Dennis Eversberg & Martin Fritz halten auf der Frühjahrstagung der DGS-Sektion „Umwelt- und Nachhaltigkeitssoziologie“ den Vortrag „Bioökonomie als Schauplatz des sozial-ökologischen Transformationskonflikts in Deutschland“ | 31.3./1.4.2022


Abstract:

Ausgehend von der Notwendigkeit des Ausstiegs aus fossilen Ressourcen wird seit einigen Jahren wissenschaftlich und politisch über Konzepte einer post-fossilen Bioökonomie diskutiert. In Strategiepapieren und Projektplänen etwa für Pilotregionen werden der Substituierung fossiler durch nachwachsende, bio-basierte Stoffe eine Vielzahl von Vorteilen zugeschrieben. Versprochen wird ein nachhaltiges und gleichzeitig wachstumsstarkes Wirtschaften ohne Kohle, Erdöl und -gas und die Schaffung neuer Arbeitsplätze durch technologische Innovationen. Das soziale Konfliktpotential, das eine solche Neuausrichtung des Wirtschaftens mit sich bringt, findet in diesen stark techno-ökonomisch dominierten Debatten kaum Beachtung. Der vorgeschlagene Beitrag adressiert die Bioökonomie daher als ein Teilfeld einer umfassenderen, gesamtgesellschaftlichen sozial-ökologischen Transformation, deren Richtung und Prinzipien derzeit sowohl Gegenstand politischer Auseinandersetzungen als auch eine Arena für Konflikte zwischen den Zukunftsvorstellungen und praktischen Orientierungen unterschiedlicher Bevölkerungsteile sind.

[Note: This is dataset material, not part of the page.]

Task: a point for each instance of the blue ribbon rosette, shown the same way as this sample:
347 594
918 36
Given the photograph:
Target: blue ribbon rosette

Auf der Basis aktueller repräsentativer Umfragedaten aus unserer Studie BioMentalitäten 2021 (n=4000) untersuchen wir Spannungsverhältnisse auf der Ebene von Einstellungen und Haltungen der Bevölkerung zu einer auf nachwachsenden Rohstoffen basierenden Wirtschaft und der damit verbundenen Vorstellungen von sozial-ökologischer Transformation. Im Unterschied zu bisherigen Bevölkerungsbefragungen zur Bioökonomie, die auf Fragen des Wissens über und der Akzeptanz  von Bioökonomie und spezifischen Technologien fokussieren, stehen hierbei aus relational-soziologischer Sicht die wechselseitigen Zusammenhänge zwischen den Ebenen von Einstellungen, sozialstrukturellen Positionen und Praktiken im Vordergrund. Ausgehend von Bourdieus Konzeptionen von Habitus und Praxis begreifen wir die in der Befragung geäußerten Haltungen zum biobasierten Wirtschaften als Ausdruck tiefer liegender grundlegender Einstellungsmuster (Mentalitäten), die von sozialen Erfahrungen und sozioökonomischen Bedingungen geprägt sind und im alltäglichen Handeln sowie in Positionierungen zu unterschiedlichsten Einzelfragen zum Ausdruck kommen.

Neben spezifischen bioökonomierelevanten Fragen deckt unsere Befragung deshalb ein breiteres Spektrum sozial-ökologisch relevanter Fragen ab, z.B. nach den Grenzen des Wachstums, der Rolle von Technologie, Grundlogiken sozialer Beziehungen, Haltungen zu gesellschaftlicher Modernisierung oder Ungleichheit und verschiedene Aspekte der Nachhaltigkeit wie Klimapolitik und Naturschutz. Durch deren Einbezug lassen sich sozial-ökologische Mentalitäten identifizieren, deren Unterscheidung differenzierte Rekonstruktions- und Erklärungsmöglichkeiten für Nachhaltigkeits- und Transformationskonflikte bietet, die über sozioökonomische oder ideologische Engführungen hinausgehen.

Wir stellen erste Ergebnisse aus unserer Studie vor, diskutieren die mit Spannungsverhältnissen auf der Mentalitätsebene verbundenen sozialen Ungleichheiten (bspw. hinsichtlich Altersgruppen, Gender, Bildung, Beruf oder Einkommen) und systematisch differierenden Praxismuster (Lebensweisen) sowie die sich daraus abzeichnenden Konfliktlinien im Hinblick auf bioökonomische und andere Dimensionen von Transformation. Darüber hinaus geben wir einen ersten Einblick in die relationalen statistischen Analysen, mit welchen wir eine mehrdimensionale Landkarte des sozial-ökologischen Transformationskonflikts auf der Ebene von Mentalitäten und Lebensweisen in der deutschen Bevölkerung erarbeiten.